Lung cancer has been common among uranium miners, underground hematite miners and several other groups of metal miners (IARC 1988; BEIR IV Committee on the Biological Effects of Ionizing Radiation 1988). A common factor among each of these occupational groups is exposure to a-radiation emitted by inhaled radon particles. The main source of data on cancer following exposure to ionizing radiation is derived from the follow-up of atomic bomb survivors (Preston et al. 1986; Shimizu et al. 1987). The risk of lung cancer is elevated among the atomic bomb survivors as well as among people who have received radiation therapy (Smith and Doll 1982). No convincing evidence, however, is currently available on the existence of an elevated lung cancer risk among workers exposed to low-level ionizing radiation, such as those occurring in the nuclear industry (Beral et al. 1987; BEIR V, Committee on the Biological Effects of Ionizing Radiation 1990). Carcinogenicity of ionizing radiation has not been evaluated by IARC.
An elevated risk of lung cancer among painters was found in three large cohort studies and in eight small cohort and census-based studies, as well as eleven case-control studies from various countries. On the other hand, little evidence of an increase in lung cancer risk was found among workers involved in the manufacture of paint (IARC 1989b).

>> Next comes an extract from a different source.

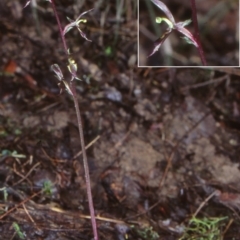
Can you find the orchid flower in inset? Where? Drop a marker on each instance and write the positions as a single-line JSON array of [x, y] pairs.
[[76, 24], [172, 25]]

A number of other chemicals, mixtures, occupations and industries which have been evaluated by IARC to be carcinogenic to humans (IARC Group 1) do not have the lung as the primary target organ. Nonetheless, the possibility of an increased risk of lung cancer has been raised for some of these chemicals, such as vinyl chloride (IARC 1987), and occupations, such as spraying and application of insecticides (IARC 1991a), but the evidence is not consistent.
Furthermore, several agents which have the lung as one of the main targets, have been considered to be possible human carcinogens (IARC Group 2B), on the basis of carcinogenic activity in experimental animals and/or limited epidemiological evidence. They include inorganic lead compounds (IARC 1987), cobalt (IARC 1991b), man-made vitreous fibres (rockwool, slagwool and glasswool) (IARC 1988b), and welding fumes (IARC 1990c).